[IMPT NOTE from Traction: This Wed eve, Pres. Obama delivers one of the most important speeches of his administration: a talk on health insurance reform to a joint session of Congress. We've postponed our Socially Responsible Investing workshop and we're headed over to the Pinhook to watch the speech (time TBA). Come early to talk with health care advocates who will help us make sense of this complex issue. RSVP to health@getTraction.org]
Fear is a powerful thing.
Today, on Labor Day, I’m thinking about health care and job insecurity. When my daughter was born 7 years ago, she was 2 months premature and spent over a month in the hospital. It cost hundreds of thousands of dollars to care for her, make her safe and ensure she could become the smart, beautiful and strong little girl she is today. Because I was insured through my employer at the time, I never paid anything beyond my monthly premiums. Within the last year, however, I’ve lost my job twice — the first time, I lost my group plan, and the second time I lost the ability to pay for individual coverage. I shudder to think what would happen if Chaya had been born this year, or what will happen if she gets seriously ill now.
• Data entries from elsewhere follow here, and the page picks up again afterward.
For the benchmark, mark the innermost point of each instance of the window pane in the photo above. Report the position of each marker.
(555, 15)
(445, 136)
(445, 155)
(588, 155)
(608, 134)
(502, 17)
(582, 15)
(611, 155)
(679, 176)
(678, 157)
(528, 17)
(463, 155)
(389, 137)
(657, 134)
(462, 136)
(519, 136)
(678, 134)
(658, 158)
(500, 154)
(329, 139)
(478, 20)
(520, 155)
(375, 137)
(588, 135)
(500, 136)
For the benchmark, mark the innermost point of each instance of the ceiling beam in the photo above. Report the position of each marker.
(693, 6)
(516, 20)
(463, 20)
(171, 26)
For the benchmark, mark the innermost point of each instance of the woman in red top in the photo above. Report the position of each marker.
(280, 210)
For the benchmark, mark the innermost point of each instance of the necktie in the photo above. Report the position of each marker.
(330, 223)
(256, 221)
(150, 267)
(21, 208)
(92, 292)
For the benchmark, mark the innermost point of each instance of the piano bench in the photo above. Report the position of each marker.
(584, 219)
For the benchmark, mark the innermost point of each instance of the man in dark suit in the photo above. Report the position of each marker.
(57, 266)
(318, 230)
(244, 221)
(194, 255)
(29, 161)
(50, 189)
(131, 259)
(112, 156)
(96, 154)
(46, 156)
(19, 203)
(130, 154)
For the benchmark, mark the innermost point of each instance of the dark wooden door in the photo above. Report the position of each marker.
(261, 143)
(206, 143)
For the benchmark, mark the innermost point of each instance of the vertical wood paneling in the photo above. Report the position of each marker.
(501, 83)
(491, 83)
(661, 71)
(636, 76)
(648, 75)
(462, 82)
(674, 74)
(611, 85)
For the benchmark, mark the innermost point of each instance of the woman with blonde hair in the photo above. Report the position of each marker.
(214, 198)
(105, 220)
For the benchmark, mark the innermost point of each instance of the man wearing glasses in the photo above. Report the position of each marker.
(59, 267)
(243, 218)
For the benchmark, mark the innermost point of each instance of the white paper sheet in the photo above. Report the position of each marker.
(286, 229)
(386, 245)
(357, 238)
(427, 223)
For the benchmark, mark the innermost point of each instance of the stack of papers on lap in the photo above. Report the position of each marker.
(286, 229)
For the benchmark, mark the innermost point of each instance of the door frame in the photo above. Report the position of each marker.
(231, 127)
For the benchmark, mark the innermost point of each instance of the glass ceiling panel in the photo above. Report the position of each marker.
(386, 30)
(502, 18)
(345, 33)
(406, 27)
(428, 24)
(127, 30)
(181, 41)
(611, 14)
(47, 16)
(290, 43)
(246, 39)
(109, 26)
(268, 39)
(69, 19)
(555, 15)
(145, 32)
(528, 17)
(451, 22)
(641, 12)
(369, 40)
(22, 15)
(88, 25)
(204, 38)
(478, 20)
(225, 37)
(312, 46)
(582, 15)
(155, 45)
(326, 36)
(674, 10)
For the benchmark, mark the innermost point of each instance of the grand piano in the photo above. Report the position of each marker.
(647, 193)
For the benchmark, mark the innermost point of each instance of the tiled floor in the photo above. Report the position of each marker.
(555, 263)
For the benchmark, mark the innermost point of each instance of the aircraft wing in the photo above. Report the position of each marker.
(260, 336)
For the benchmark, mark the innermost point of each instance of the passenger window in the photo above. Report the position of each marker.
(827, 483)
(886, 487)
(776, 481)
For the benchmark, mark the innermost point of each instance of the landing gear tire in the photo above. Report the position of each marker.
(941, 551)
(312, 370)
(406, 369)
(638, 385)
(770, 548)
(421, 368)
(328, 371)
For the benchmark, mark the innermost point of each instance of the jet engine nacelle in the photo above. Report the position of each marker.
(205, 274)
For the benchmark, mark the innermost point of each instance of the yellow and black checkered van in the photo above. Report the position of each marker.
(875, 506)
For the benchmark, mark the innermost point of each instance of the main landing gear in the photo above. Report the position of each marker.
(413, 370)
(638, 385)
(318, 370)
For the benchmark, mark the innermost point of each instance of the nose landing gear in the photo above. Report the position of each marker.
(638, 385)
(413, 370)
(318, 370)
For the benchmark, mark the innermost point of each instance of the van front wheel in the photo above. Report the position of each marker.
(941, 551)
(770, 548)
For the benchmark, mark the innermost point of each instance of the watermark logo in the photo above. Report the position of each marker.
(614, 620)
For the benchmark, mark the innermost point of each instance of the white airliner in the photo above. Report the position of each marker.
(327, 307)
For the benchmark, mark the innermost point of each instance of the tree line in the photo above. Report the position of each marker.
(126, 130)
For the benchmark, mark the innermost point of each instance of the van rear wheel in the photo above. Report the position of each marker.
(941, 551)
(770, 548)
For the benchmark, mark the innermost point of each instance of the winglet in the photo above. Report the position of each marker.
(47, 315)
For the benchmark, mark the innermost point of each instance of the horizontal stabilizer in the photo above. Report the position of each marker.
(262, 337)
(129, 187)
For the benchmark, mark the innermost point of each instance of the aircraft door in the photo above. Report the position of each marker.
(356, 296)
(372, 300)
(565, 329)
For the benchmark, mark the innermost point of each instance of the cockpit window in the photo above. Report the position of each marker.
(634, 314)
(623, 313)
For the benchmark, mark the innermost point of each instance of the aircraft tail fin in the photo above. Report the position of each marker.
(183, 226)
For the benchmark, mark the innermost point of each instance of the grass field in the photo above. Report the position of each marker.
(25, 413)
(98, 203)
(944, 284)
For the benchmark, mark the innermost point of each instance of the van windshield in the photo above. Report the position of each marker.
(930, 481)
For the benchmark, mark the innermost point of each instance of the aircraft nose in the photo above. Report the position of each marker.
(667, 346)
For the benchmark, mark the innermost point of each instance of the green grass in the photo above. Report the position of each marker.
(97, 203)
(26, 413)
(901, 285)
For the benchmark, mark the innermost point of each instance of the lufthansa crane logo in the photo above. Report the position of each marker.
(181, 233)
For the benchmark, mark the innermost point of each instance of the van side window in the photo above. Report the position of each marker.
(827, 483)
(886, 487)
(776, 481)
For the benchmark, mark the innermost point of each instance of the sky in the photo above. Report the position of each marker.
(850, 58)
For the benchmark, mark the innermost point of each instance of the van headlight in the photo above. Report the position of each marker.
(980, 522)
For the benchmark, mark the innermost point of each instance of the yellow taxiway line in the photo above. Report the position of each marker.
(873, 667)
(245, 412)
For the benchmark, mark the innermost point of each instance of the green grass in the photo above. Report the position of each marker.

Over the last few weeks, as I’ve watched the rhetoric on health insurance reform ratchet up and tempers flare higher, I used to wonder why health care would elicit such strong opposition. Doesn’t every other Western democracy already have universal coverage? Don’t we already provide government protection against fire, crime, natural disaster, starvation, invasion, and the like? Shouldn’t this be a no-brainer?
The idea of being able to go it alone successfully in the face of this threat is very appealing and comforting — and demonstrably, dangerously false. The hard truth is that we, all of us, ARE susceptible to the ravages of injury and disease, and no amount of rugged individualism will ever make it otherwise. In fact, as a nation and a species, the only thing that has ever gained us any ground against the bogeyman is our ability to hang together and look out for one another.
I’m scared too. Not that government panels will make life-or-death decisions for us, or that the US government aims to destroy private industry, or that expanding the “welfare state” will result in Stalinist clampdowns on individual liberties, or that reform (as opposed to inaction) will bankrupt the nation — all those fly in the face of available evidence. No, I’m scared that millions of uninsured Americans won’t be able to afford essential care. That those with pre-existing conditions will be excluded. That private insurance companies will maximize profit at the expense of their customers’ health. I’m scared of all of these things because they are happening now.
But to hell with fear. I would rather temporarily lose a principled fight for what we really need — truly better financial and medical outcomes for us all — than achieve only a half-measure now by trying to appease an opposition led by irrational arguments and invested in failure anyway.